L'époque est venue de donner à l'œuvre de James George Frazer sa juste place. La gloire qui fut la sienne de son vivant précéda un discrédit excessif partagé par les anthropologues des générations suivantes. Si, en effet, les théories sur lesquelles Frazer s'appuie, en particulier l'évolutionnisme, ne sont plus recevables, il faut reconnaître à son œuvre un premier mérite : c'est d'avoir donné à l'anthropologie, qui était une discipline encore jeune, statut et notoriété. Le Rameau d'or révéla à une audience de non-spécialistes l'univers étrange et captivant des mythes, des rites et des croyances, écartés, voire refoulés, par la culture occidentale imbue de rationalisme. L'apport de Frazer ne se réduit pas à cet avènement. Il introduit un certain nombre d'outils conceptuels dont la récurrence dans maintes cultures avalise l'utilité : le roi divin, le dieu qui meurt, le transfert du mal, entre ciel et terre. Mais c'est probablement la double notion de magie homéopathique et contagieuse, fondée sur l'association des idées, respectivement par similitude et par contagion, qui constitue l'apport le plus important de Frazer à l'ensemble des sciences humaines. Le linguiste Roman Jakobson a retrouvé le même type d'opposition dans le langage et, en général, dans tous les processus symboliques (métaphore et métonymie). Il propose de l'étendre également aux lois de la formation du rêve découvertes par Freud (déplacement et condensation, d'une part, identification et symbolisme, de l'autre). C'est dire l'intérêt de ces deux notions, que n'ont pas ignorées des chercheurs aussi différents que Ludwig Wittgenstein ou René Thom.

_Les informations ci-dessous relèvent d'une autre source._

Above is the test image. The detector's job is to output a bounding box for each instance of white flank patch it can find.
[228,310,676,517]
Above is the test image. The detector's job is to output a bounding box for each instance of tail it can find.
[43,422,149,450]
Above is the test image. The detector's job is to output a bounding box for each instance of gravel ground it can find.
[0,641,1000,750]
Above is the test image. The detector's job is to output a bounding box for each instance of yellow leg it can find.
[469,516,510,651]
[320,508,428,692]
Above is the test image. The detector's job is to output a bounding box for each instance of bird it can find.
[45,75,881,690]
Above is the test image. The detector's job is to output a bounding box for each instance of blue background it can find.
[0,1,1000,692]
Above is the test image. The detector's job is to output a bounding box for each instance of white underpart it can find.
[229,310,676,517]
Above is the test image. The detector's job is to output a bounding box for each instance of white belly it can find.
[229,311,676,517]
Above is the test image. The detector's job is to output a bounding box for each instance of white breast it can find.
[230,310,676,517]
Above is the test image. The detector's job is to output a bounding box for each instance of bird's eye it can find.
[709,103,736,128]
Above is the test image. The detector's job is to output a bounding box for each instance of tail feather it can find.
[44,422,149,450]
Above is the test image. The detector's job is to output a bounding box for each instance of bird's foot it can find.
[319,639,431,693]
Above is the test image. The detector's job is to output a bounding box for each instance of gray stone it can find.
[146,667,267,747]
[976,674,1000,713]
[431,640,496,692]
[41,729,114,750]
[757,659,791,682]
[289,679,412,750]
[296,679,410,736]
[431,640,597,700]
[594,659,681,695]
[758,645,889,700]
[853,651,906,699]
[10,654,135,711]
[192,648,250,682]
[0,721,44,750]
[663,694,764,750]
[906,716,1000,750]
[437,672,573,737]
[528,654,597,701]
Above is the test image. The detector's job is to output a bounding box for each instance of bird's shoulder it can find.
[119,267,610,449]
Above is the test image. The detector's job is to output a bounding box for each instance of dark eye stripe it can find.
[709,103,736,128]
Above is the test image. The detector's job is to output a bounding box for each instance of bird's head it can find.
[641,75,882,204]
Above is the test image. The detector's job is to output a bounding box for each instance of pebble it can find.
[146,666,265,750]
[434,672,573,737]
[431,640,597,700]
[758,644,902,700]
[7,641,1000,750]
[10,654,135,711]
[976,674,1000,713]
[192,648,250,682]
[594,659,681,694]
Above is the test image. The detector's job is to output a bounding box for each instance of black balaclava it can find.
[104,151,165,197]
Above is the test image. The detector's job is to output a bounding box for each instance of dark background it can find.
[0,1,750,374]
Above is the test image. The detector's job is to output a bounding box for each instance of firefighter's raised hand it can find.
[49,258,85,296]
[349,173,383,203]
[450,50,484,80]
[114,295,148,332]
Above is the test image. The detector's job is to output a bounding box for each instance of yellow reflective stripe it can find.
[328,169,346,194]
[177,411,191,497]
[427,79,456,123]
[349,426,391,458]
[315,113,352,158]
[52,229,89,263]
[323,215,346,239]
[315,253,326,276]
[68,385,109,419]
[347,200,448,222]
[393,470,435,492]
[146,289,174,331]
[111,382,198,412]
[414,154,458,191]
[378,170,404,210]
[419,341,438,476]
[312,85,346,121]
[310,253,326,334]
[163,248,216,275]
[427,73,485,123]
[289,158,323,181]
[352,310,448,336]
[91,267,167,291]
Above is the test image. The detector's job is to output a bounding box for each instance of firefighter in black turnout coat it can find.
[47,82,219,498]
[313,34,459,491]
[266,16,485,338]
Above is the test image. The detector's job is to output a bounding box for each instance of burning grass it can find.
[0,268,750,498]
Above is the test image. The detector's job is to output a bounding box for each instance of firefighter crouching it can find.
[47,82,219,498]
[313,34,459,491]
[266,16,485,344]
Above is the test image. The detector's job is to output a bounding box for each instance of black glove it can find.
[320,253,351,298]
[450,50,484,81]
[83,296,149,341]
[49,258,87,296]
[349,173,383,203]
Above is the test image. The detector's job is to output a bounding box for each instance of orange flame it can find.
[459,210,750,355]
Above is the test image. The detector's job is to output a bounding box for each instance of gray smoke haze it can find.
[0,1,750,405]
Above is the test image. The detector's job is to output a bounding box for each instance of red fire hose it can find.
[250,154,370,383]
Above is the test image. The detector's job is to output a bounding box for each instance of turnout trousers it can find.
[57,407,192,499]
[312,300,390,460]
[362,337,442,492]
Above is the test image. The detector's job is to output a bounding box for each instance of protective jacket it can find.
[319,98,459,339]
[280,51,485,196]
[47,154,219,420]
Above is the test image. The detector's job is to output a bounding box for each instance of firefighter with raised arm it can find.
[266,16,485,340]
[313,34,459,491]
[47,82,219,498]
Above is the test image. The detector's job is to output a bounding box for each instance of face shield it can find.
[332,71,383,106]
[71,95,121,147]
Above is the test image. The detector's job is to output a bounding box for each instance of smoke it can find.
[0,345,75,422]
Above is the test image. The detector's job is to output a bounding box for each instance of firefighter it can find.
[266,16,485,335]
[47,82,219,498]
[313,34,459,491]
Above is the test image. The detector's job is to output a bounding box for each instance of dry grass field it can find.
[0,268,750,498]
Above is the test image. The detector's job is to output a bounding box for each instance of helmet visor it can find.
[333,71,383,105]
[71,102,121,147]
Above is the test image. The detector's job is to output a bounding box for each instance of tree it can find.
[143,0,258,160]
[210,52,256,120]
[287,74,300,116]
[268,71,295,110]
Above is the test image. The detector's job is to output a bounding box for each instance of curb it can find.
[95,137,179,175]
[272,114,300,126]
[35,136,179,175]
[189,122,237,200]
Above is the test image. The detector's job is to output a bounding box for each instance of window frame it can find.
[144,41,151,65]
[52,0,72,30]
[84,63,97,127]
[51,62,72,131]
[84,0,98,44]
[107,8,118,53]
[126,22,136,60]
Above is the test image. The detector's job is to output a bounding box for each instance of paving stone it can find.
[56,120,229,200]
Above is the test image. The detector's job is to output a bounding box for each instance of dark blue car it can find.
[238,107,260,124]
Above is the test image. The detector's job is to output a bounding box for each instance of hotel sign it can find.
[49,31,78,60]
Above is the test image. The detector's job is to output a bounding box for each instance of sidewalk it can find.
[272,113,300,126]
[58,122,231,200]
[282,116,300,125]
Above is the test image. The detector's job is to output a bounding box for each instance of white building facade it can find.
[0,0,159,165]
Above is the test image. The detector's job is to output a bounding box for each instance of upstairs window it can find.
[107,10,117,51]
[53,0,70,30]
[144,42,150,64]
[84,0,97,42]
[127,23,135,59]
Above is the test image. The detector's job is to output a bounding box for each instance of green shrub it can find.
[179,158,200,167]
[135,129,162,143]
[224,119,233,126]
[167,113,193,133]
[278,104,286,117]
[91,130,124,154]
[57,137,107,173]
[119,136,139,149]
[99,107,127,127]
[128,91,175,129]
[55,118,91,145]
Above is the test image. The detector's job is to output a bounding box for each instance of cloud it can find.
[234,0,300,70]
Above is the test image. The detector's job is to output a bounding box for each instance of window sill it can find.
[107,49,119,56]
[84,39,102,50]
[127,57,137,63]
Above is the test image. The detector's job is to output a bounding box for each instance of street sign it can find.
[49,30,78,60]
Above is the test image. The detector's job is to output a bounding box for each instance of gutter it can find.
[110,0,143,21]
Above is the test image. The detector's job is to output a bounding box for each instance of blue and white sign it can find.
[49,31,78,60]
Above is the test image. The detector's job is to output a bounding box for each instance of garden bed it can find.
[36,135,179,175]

De Platon à l'anthropologie sociale

James George Frazer naquit le 1er janvier 1854 à Glasgow. Sa famille, aussi bien paternelle que maternelle, était de souche écossaise et appartenait à la bourgeoisie aisée. Son père était animé d'une foi religieuse profonde et authentique : la jeunesse de James George fut rythmée par les prières quotidiennes, des lectures de la Bible, l'assistance aux offices. Il entra à l'université de Glasgow en 1869, où il se révéla comme un brillant humaniste vivement intéressé par les études grecques et latines. En 1874, ayant choisi d'aller à l'université de Cambridge, il obtient son admission à Trinity College. Pour satisfaire au désir de son père soucieux d'une carrière, il fit du droit, mais ne devait jamais exercer aucune profession juridique. Il devient fellow de Trinity College en 1879 en soutenant une thèse sur Platon. La ville de Cambridge, à laquelle son nom reste attaché, ne lui offrit jamais de chaire.

Il était encore à Glasgow lorsqu'il découvrit avec enthousiasme l' anthropologie par l'intermédiaire du livre d'Edward Burnett Tylor, Primitive Culture, qui parut en 1871. Une autre impulsion décisive lui fut donnée par William Robertson Smith, spécialiste des religions des peuples sémitiques, avec qui il noua des liens d'amitié. Frazer tient de lui l'idée que les religions ne sont pas à considérer comme des systèmes vrais ou faux, mais comme des phénomènes qui relèvent de l'histoire de l'humanité. Cette idée avait d'ailleurs valu à W. R. Smith son expulsion de la Free Church d'Aberdeen pour cause d'hérésie. C'est aussi à son instigation que Frazer commença son étude systématique des coutumes et croyances primitives. W. R. Smith lui avait, en effet, demandé d'écrire les articles « Tabu » et « Totemism » de la neuvième édition de l'Encyclopædia Britannica (1888). L'article « Totemism » constitue l'embryon des quatre gros volumes de Totemism and Exogamy publiés par Frazer en 1910, mais aussi le point de départ d'une existence vouée totalement[...]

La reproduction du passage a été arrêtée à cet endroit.